Хранители очага: Хроника уральской семьи (Баженов) - страница 72

— Ну, еще бы, — сказал Шляпников. — Между прочим, насколько я заметил, кое-что вы успели перенять у своего покойного мужа. Напористость, например.

— Вот бы он обрадовался, услышав, кто его похвалил.

— Ну-с, — Шляпников размашисто наложил новую резолюцию, — не в словах ведь дело. Хотя и в словах тоже. — И протянул Ане бумаги.

То, что она прочитала, даже как-то не совсем сразу дошло до нее. Но нет, там синим по белому четко, внушительно раскинулась фраза:

«В настоящее время прописать тов. Симукову А. П. на жилплощади тов. Симуковой А. Б. возможным не представляется. Ф. Шляпников».

Аня оторопело посмотрела на начальника ЖЭКа.

— Да вы что, издеваетесь, что ли?! — почти сиплым от ненависти голосом выдохнула она. — В самом-то деле хоть какую-то правду, хоть какую-то законность признаете?! Или вам вообще наплевать на законы?!

— Милая Анна Борисовна, что же вы так горячитесь? Вы делаете свое дело, а я — свое.

— Нет, но вам же ясно написали… Вам же приказали!

— А-а-анна Борисовна, кто же мне приказать может? Против закона кто пойти прикажет?

— Да против какого закона?! Что вы все время плетете какие-то словесные паутины?!

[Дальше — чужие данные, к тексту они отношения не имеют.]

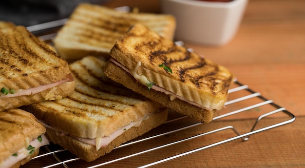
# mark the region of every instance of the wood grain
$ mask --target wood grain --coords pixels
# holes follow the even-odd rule
[[[133,5],[138,2],[137,0],[128,1],[131,1]],[[126,3],[121,0],[114,0],[113,2],[108,4],[110,6],[119,6]],[[158,6],[155,5],[158,4],[158,1],[154,0],[152,3],[153,5],[148,2],[139,4],[147,5],[144,9],[147,11],[158,11]],[[305,167],[304,9],[304,0],[249,0],[238,31],[228,44],[213,47],[186,43],[195,52],[228,67],[240,82],[286,107],[296,115],[296,121],[254,135],[246,142],[236,140],[154,167]],[[233,126],[238,131],[246,132],[255,120],[248,113],[244,114],[236,118],[215,121],[207,125],[163,136],[138,146],[114,150],[109,156],[110,158],[124,156],[149,149],[161,142],[167,143],[225,126]],[[281,117],[273,117],[260,123],[268,125],[282,119]],[[185,124],[181,123],[178,125]],[[173,125],[168,125],[152,132],[156,130],[166,131],[173,126]],[[107,167],[135,167],[162,159],[164,156],[170,157],[233,136],[235,136],[234,133],[229,130],[217,132],[195,141],[150,152],[141,157],[124,160]],[[82,168],[98,163],[103,159],[90,164],[78,161],[69,164],[69,166]],[[31,163],[28,165],[29,167],[40,165],[39,163]]]

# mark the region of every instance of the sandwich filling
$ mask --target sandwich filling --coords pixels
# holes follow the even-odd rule
[[[110,58],[110,60],[111,62],[113,63],[114,63],[116,65],[119,66],[120,67],[121,67],[121,68],[122,68],[123,69],[124,69],[125,71],[127,71],[127,72],[128,72],[129,74],[130,74],[132,76],[133,76],[133,78],[134,78],[135,79],[136,79],[138,81],[139,81],[141,84],[146,85],[146,86],[148,86],[149,87],[149,89],[152,89],[153,90],[155,90],[156,91],[160,91],[162,93],[165,93],[166,95],[169,95],[169,96],[170,97],[170,98],[171,99],[171,101],[174,100],[176,98],[178,98],[182,101],[185,101],[191,105],[196,106],[197,107],[202,108],[204,108],[204,109],[206,109],[208,110],[211,110],[212,109],[211,109],[210,108],[209,108],[209,107],[205,107],[202,105],[199,105],[198,103],[196,103],[195,102],[192,102],[191,101],[189,100],[187,100],[180,96],[179,96],[176,94],[175,94],[174,93],[173,93],[171,91],[167,90],[166,89],[164,89],[164,88],[161,87],[160,86],[158,86],[155,84],[153,84],[153,82],[150,81],[147,78],[144,76],[144,75],[139,75],[137,73],[137,70],[139,69],[139,68],[141,66],[141,62],[138,62],[136,64],[136,65],[135,66],[135,67],[134,67],[134,68],[133,68],[133,70],[130,70],[128,68],[127,68],[127,67],[125,67],[123,65],[122,65],[121,63],[120,63],[118,62],[116,60],[115,60],[115,59],[111,58]]]
[[[128,129],[133,127],[137,127],[140,126],[141,123],[144,120],[147,120],[149,116],[154,113],[148,114],[143,117],[141,117],[137,120],[137,121],[132,122],[128,125],[121,127],[116,129],[114,132],[112,133],[108,136],[105,136],[102,137],[96,137],[95,138],[91,139],[88,138],[81,138],[76,136],[70,135],[68,133],[63,131],[60,129],[56,128],[51,126],[47,125],[43,121],[40,121],[46,128],[51,129],[55,131],[56,134],[58,136],[69,136],[75,139],[80,141],[84,144],[92,145],[96,147],[96,151],[98,150],[101,147],[106,147],[109,144],[110,144],[114,140],[119,136],[122,134]]]
[[[27,89],[19,89],[17,90],[13,90],[11,88],[8,89],[7,88],[2,87],[1,89],[1,93],[0,93],[0,99],[33,95],[52,88],[53,88],[54,89],[48,93],[48,94],[46,95],[46,100],[53,100],[55,99],[61,99],[61,97],[60,96],[58,97],[55,96],[55,97],[54,97],[55,95],[52,94],[52,92],[54,92],[54,90],[56,89],[55,87],[62,84],[66,82],[72,82],[73,80],[74,79],[72,75],[71,74],[69,74],[67,75],[67,78],[64,79],[59,81],[52,84],[40,85],[37,87]]]
[[[30,156],[40,147],[49,144],[49,141],[44,134],[41,134],[38,138],[30,141],[28,138],[26,141],[24,147],[14,153],[3,163],[0,163],[0,168],[10,168],[18,162]]]

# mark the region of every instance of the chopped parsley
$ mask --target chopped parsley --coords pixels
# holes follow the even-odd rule
[[[9,91],[10,94],[14,94],[15,93],[15,90],[14,90],[14,89],[10,89],[10,90]]]
[[[9,89],[7,90],[5,87],[2,87],[1,88],[1,93],[5,94],[5,95],[7,95],[9,93],[10,94],[14,94],[15,90],[14,89]]]
[[[34,149],[35,148],[35,147],[34,147],[31,145],[30,145],[26,149],[28,150],[31,150],[31,149]]]
[[[26,149],[28,150],[31,150],[31,151],[29,152],[29,154],[32,154],[35,150],[34,149],[35,148],[35,147],[34,147],[32,146],[31,146],[31,145],[30,145]]]
[[[42,138],[41,138],[41,135],[39,135],[38,137],[37,137],[37,139],[39,142],[41,142],[42,141]]]
[[[152,82],[151,82],[150,83],[146,84],[146,85],[148,86],[148,90],[150,90],[152,87],[152,85],[154,84],[153,84]]]
[[[8,90],[5,88],[5,87],[2,87],[1,88],[1,93],[6,95],[8,94],[9,92]]]
[[[164,70],[165,70],[166,71],[171,73],[172,73],[172,69],[171,69],[170,67],[166,66],[164,63],[162,63],[161,64],[159,65],[159,67],[161,67],[161,68],[163,68],[163,69],[164,69]]]

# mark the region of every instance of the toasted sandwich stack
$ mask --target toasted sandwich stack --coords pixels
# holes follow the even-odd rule
[[[227,101],[230,71],[142,24],[118,40],[110,55],[106,76],[204,123]]]
[[[54,40],[59,55],[67,60],[109,53],[116,40],[135,23],[141,23],[172,40],[174,18],[169,15],[126,13],[87,3],[79,4]]]
[[[167,109],[103,74],[106,62],[86,57],[70,65],[74,93],[28,106],[45,124],[47,138],[88,162],[167,120]]]
[[[19,168],[48,144],[45,126],[17,107],[61,99],[75,83],[67,62],[26,28],[0,22],[0,168]]]
[[[73,92],[67,62],[25,27],[0,29],[0,112]]]
[[[46,128],[34,116],[15,108],[0,112],[0,168],[19,168],[49,144]]]

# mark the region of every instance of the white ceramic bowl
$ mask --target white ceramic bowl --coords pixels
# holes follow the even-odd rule
[[[175,40],[223,45],[235,36],[248,1],[161,0],[160,2],[162,12],[176,18]]]

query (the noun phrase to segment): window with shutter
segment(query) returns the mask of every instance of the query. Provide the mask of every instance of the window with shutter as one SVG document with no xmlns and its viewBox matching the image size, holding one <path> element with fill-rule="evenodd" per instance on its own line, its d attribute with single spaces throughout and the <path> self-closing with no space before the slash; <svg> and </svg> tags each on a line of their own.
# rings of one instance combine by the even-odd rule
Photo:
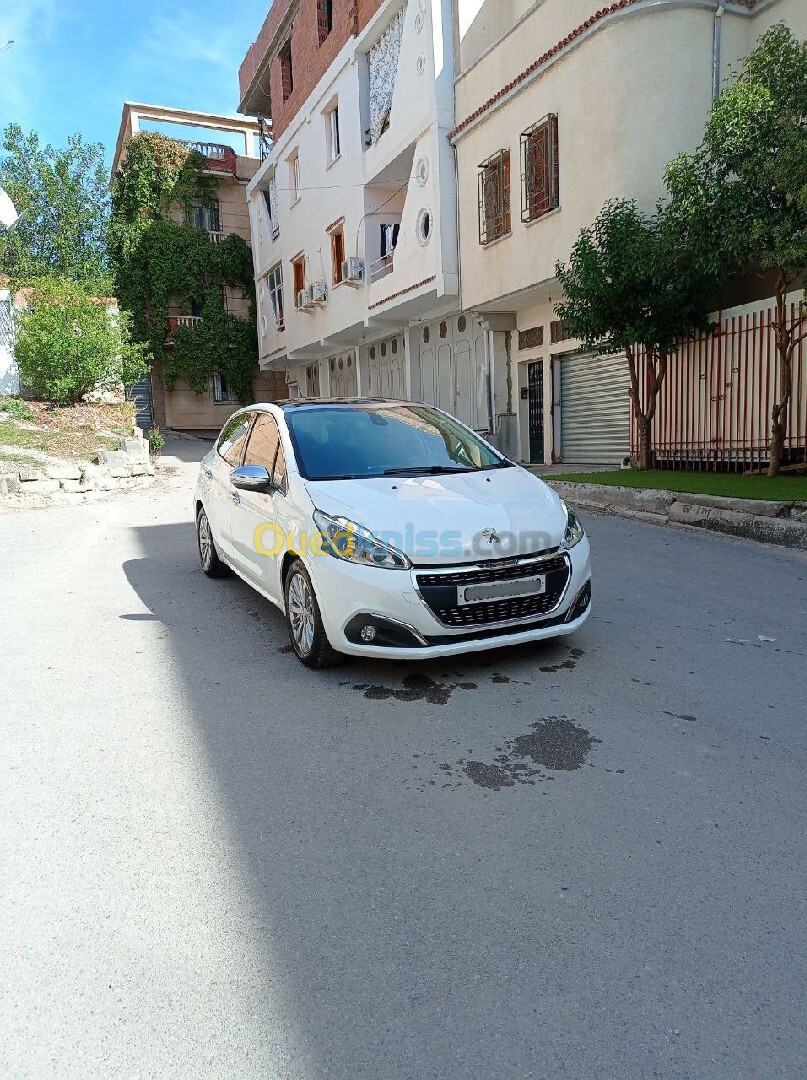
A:
<svg viewBox="0 0 807 1080">
<path fill-rule="evenodd" d="M 510 151 L 499 150 L 479 166 L 480 243 L 510 232 Z"/>
<path fill-rule="evenodd" d="M 550 113 L 521 135 L 522 221 L 534 221 L 560 205 L 557 117 Z"/>
<path fill-rule="evenodd" d="M 334 28 L 334 0 L 317 0 L 317 37 L 320 44 Z"/>
</svg>

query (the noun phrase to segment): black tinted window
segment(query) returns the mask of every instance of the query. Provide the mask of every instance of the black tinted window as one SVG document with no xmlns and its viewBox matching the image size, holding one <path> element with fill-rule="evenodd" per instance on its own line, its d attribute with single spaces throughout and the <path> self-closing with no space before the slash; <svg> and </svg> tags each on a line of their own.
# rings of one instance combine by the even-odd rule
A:
<svg viewBox="0 0 807 1080">
<path fill-rule="evenodd" d="M 241 464 L 244 443 L 250 431 L 252 418 L 252 413 L 240 413 L 238 416 L 233 416 L 218 436 L 216 449 L 233 469 L 237 469 Z"/>
<path fill-rule="evenodd" d="M 472 431 L 429 405 L 355 405 L 286 411 L 309 480 L 473 472 L 509 464 Z"/>
<path fill-rule="evenodd" d="M 268 413 L 258 414 L 246 446 L 244 464 L 263 465 L 271 476 L 279 442 L 280 433 L 274 418 Z"/>
</svg>

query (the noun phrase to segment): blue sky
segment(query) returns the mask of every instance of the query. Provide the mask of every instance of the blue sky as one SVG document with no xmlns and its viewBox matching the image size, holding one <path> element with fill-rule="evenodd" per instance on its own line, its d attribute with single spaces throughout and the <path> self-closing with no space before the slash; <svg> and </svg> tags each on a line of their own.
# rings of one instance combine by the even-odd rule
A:
<svg viewBox="0 0 807 1080">
<path fill-rule="evenodd" d="M 270 0 L 0 0 L 0 129 L 111 160 L 124 100 L 234 113 L 238 67 Z M 223 139 L 218 139 L 223 141 Z"/>
</svg>

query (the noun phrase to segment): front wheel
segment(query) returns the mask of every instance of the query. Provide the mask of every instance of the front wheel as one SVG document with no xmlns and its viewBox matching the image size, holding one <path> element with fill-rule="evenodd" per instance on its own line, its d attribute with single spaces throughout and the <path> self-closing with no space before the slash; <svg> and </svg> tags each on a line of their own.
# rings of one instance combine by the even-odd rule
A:
<svg viewBox="0 0 807 1080">
<path fill-rule="evenodd" d="M 199 545 L 199 562 L 207 577 L 229 577 L 230 568 L 218 557 L 218 551 L 213 540 L 213 529 L 203 507 L 200 507 L 197 513 L 197 544 Z"/>
<path fill-rule="evenodd" d="M 332 648 L 322 624 L 308 570 L 295 559 L 285 581 L 286 625 L 292 648 L 306 667 L 332 667 L 341 653 Z"/>
</svg>

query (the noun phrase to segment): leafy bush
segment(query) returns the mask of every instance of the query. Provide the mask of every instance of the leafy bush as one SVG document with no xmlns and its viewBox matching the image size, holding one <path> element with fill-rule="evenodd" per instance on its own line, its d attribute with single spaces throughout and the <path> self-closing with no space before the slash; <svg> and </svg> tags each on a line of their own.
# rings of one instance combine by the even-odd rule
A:
<svg viewBox="0 0 807 1080">
<path fill-rule="evenodd" d="M 23 382 L 57 405 L 91 390 L 130 387 L 146 373 L 144 351 L 131 340 L 125 312 L 111 313 L 64 278 L 33 284 L 14 346 Z"/>
<path fill-rule="evenodd" d="M 0 397 L 0 413 L 8 414 L 12 420 L 37 419 L 37 414 L 22 397 Z"/>
<path fill-rule="evenodd" d="M 148 451 L 151 455 L 159 454 L 160 450 L 165 445 L 165 436 L 160 431 L 159 428 L 149 428 L 148 432 Z"/>
</svg>

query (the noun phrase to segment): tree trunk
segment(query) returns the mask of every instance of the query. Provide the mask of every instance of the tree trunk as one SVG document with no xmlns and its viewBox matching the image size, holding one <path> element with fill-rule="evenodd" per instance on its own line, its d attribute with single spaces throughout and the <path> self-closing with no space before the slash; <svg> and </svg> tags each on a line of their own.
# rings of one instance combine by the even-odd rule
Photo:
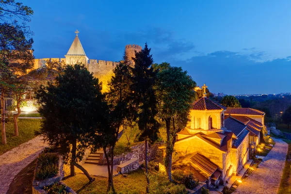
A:
<svg viewBox="0 0 291 194">
<path fill-rule="evenodd" d="M 75 139 L 73 140 L 72 143 L 72 158 L 71 159 L 70 168 L 71 176 L 75 176 L 75 165 L 74 163 L 76 160 L 76 152 L 77 151 L 77 140 Z"/>
<path fill-rule="evenodd" d="M 16 107 L 17 108 L 17 114 L 13 114 L 13 120 L 14 120 L 14 135 L 16 136 L 18 136 L 19 135 L 18 130 L 18 124 L 17 119 L 18 117 L 21 113 L 21 110 L 20 110 L 20 102 L 19 99 L 17 99 L 17 103 L 16 105 Z M 19 97 L 20 98 L 20 97 Z"/>
<path fill-rule="evenodd" d="M 146 141 L 145 141 L 145 165 L 146 166 L 146 193 L 148 194 L 149 179 L 147 176 L 147 139 L 146 138 Z"/>
<path fill-rule="evenodd" d="M 82 166 L 81 166 L 80 164 L 78 164 L 75 161 L 73 161 L 73 162 L 74 163 L 74 165 L 75 165 L 76 167 L 77 167 L 79 169 L 81 170 L 82 172 L 84 173 L 85 175 L 86 175 L 86 177 L 87 177 L 88 179 L 89 179 L 89 180 L 90 182 L 93 182 L 94 180 L 95 180 L 95 178 L 92 178 L 88 173 L 88 171 L 87 171 L 87 170 L 86 170 L 85 168 L 83 168 Z"/>
<path fill-rule="evenodd" d="M 107 162 L 107 171 L 108 172 L 108 185 L 107 186 L 107 193 L 109 192 L 111 189 L 112 189 L 112 191 L 114 192 L 114 187 L 113 186 L 113 176 L 112 174 L 113 173 L 113 158 L 112 157 L 112 151 L 111 149 L 109 149 L 109 153 L 110 154 L 110 157 L 111 158 L 111 163 L 109 161 L 109 157 L 106 151 L 106 147 L 103 147 L 103 152 L 105 155 L 105 158 Z M 110 168 L 111 164 L 112 164 L 112 167 Z"/>
<path fill-rule="evenodd" d="M 3 93 L 1 94 L 1 130 L 2 131 L 2 144 L 6 145 L 7 141 L 5 129 L 5 100 Z"/>
<path fill-rule="evenodd" d="M 114 188 L 114 186 L 113 185 L 113 160 L 114 159 L 114 146 L 113 146 L 111 149 L 111 173 L 110 178 L 108 178 L 108 188 L 111 190 L 111 191 L 113 192 L 113 194 L 115 193 L 115 189 Z"/>
<path fill-rule="evenodd" d="M 166 144 L 166 154 L 165 156 L 165 166 L 167 171 L 167 175 L 169 180 L 172 181 L 172 155 L 173 153 L 173 146 L 172 146 L 170 132 L 171 118 L 167 118 L 165 119 L 166 123 L 166 130 L 167 131 L 167 142 Z"/>
<path fill-rule="evenodd" d="M 72 159 L 70 163 L 70 168 L 71 168 L 71 176 L 75 176 L 75 166 L 77 167 L 79 169 L 81 170 L 82 172 L 84 173 L 86 177 L 89 179 L 89 180 L 90 182 L 93 182 L 95 180 L 95 178 L 92 178 L 88 172 L 86 170 L 86 169 L 82 166 L 78 164 L 76 162 L 76 153 L 77 152 L 77 140 L 75 139 L 73 140 L 73 142 L 72 143 Z"/>
</svg>

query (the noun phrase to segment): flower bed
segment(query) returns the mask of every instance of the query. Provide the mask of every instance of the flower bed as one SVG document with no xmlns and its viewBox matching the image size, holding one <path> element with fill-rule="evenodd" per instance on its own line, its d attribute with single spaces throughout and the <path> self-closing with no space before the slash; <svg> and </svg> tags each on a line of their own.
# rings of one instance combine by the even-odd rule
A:
<svg viewBox="0 0 291 194">
<path fill-rule="evenodd" d="M 40 154 L 34 170 L 32 194 L 76 194 L 61 181 L 64 176 L 63 166 L 63 156 L 57 153 Z"/>
</svg>

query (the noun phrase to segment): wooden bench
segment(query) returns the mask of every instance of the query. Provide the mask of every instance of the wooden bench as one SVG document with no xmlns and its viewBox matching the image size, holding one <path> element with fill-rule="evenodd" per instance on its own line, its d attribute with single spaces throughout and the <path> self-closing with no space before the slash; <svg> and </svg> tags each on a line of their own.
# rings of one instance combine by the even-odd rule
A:
<svg viewBox="0 0 291 194">
<path fill-rule="evenodd" d="M 128 173 L 133 170 L 136 170 L 139 167 L 138 159 L 133 158 L 117 166 L 117 171 L 118 173 Z"/>
</svg>

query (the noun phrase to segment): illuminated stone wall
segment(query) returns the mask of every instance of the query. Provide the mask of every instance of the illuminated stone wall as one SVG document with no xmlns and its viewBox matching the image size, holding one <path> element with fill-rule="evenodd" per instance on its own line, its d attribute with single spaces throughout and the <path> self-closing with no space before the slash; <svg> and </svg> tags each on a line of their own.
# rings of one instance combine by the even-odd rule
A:
<svg viewBox="0 0 291 194">
<path fill-rule="evenodd" d="M 224 112 L 221 110 L 197 111 L 192 110 L 190 114 L 191 121 L 188 123 L 187 126 L 193 129 L 202 129 L 204 130 L 208 130 L 208 119 L 210 116 L 212 118 L 213 129 L 221 129 L 221 115 L 223 114 Z M 199 124 L 199 119 L 201 121 L 200 125 Z"/>
<path fill-rule="evenodd" d="M 179 156 L 199 152 L 221 169 L 223 167 L 223 153 L 224 153 L 213 146 L 196 136 L 181 140 L 175 145 L 175 149 Z"/>
<path fill-rule="evenodd" d="M 240 172 L 249 160 L 249 135 L 247 135 L 237 148 L 231 149 L 231 163 L 234 175 Z"/>
</svg>

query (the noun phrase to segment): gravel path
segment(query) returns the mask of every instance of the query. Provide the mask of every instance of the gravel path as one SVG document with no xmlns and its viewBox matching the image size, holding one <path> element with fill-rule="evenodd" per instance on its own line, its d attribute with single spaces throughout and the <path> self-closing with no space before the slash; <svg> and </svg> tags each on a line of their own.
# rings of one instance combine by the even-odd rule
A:
<svg viewBox="0 0 291 194">
<path fill-rule="evenodd" d="M 236 194 L 278 193 L 285 167 L 288 145 L 280 139 L 273 138 L 275 145 L 251 175 L 239 186 Z"/>
<path fill-rule="evenodd" d="M 5 194 L 14 177 L 48 146 L 37 136 L 0 156 L 0 194 Z"/>
</svg>

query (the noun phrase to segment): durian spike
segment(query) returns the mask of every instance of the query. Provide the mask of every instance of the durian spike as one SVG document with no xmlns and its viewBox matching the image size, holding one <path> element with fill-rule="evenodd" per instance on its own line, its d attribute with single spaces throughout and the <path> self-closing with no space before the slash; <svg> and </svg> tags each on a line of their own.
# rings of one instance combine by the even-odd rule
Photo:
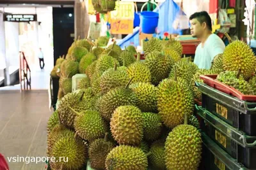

— Отказ от ордера на собственную жилплощадь — это, что ни говорите, дело необычное. Положим, вам захотелось плюнуть на все, бросить жилье, швырнуть демонстративно ордер — а государство вам не даст этого сделать. Государство о вас заботится. Чтобы вы не по настроению жили, а чтобы как полагается. Мало ли что Александра Петровна, свекровь ваша, написала заявление об отказе от комнаты, надо, чтобы это заявление не только, скажем, в жилкомиссии у нас или вот мной было подписано. Мало этого. Дело-то необычное, неестественное дело. Надо, чтобы на заседании исполкома его заслушали. И чтобы утвердили, значит. Вот тогда, может, еще и можно было бы что-то сделать. А так… извините, никакой возможности прописать лично я не имею…


— Как не подписал?! Опять не подписал?! — Словно в восхищении от наглости Шляпникова, начальник милиции даже прицокнул языком. Поднял телефонную трубку. Набрал номер. — Шляпникова. Что? Куда ушел? Так. Ладно. — Повесил трубку, набрал новый номер. — Степан Емельянович? Приветствую. Смольников. Слушай, у тебя Шляпников что-то совсем… как почему? Да вот сидит тут у меня Анна Симукова, многострадалица, вернулась с Севера, где у нее трагически погиб муж. Хочет прописать к себе свекровь, которая и без того, без всякой прописки, давно уже живет с ней, одной семьей, оставалась здесь с внуком. Знаешь уже? Тем лучше. Так вот ты мне скажи… Что? Да при чем тут это? Что у них там дальше будет, это никого не касается. Понимаешь — с юридической точки зрения, это не имеет никакого значения. При чем тут нравственный аспект? Пойми же — права нет такого, отказывать. Да, нет права. А уж это касается только их: будут они дальше жить вместе или нет, им видней. Мало ли что нам придется снова заниматься… Какое еще заседание исполкома? Послезавтра? Тьфу ты черт, ну и любим же мы разную волокиту разводить. Ну, мне не веришь, спроси у прокурора. Да, про-ти-во-за-кон-но. Ты же должен сам это знать, председатель исполкома как-никак. Да. Да. Именно. Шляпников всех за нос водит, а прикрывается высокими словами. Да позвони хоть прокурору, он тебе растолкует. О старухе заботимся, это хорошо, но надо и законы соблюдать. Пока, ладно, Пока. — Повесил трубку. Помолчал минуту. — Ну, что я вам могу сказать, Анна Борисовна? Ждали вы много, подождите еще два дня. Вы все слышали. Послезавтра заседание исполкома, там и решат с ордером вашей свекрови. А пока… ну, что делать? Если люди законов не знают, нужно время, чтобы объяснить им законы. Приказать тут никто не может, так что вот так. Всего доброго. До завтра. Нет, до послезавтра.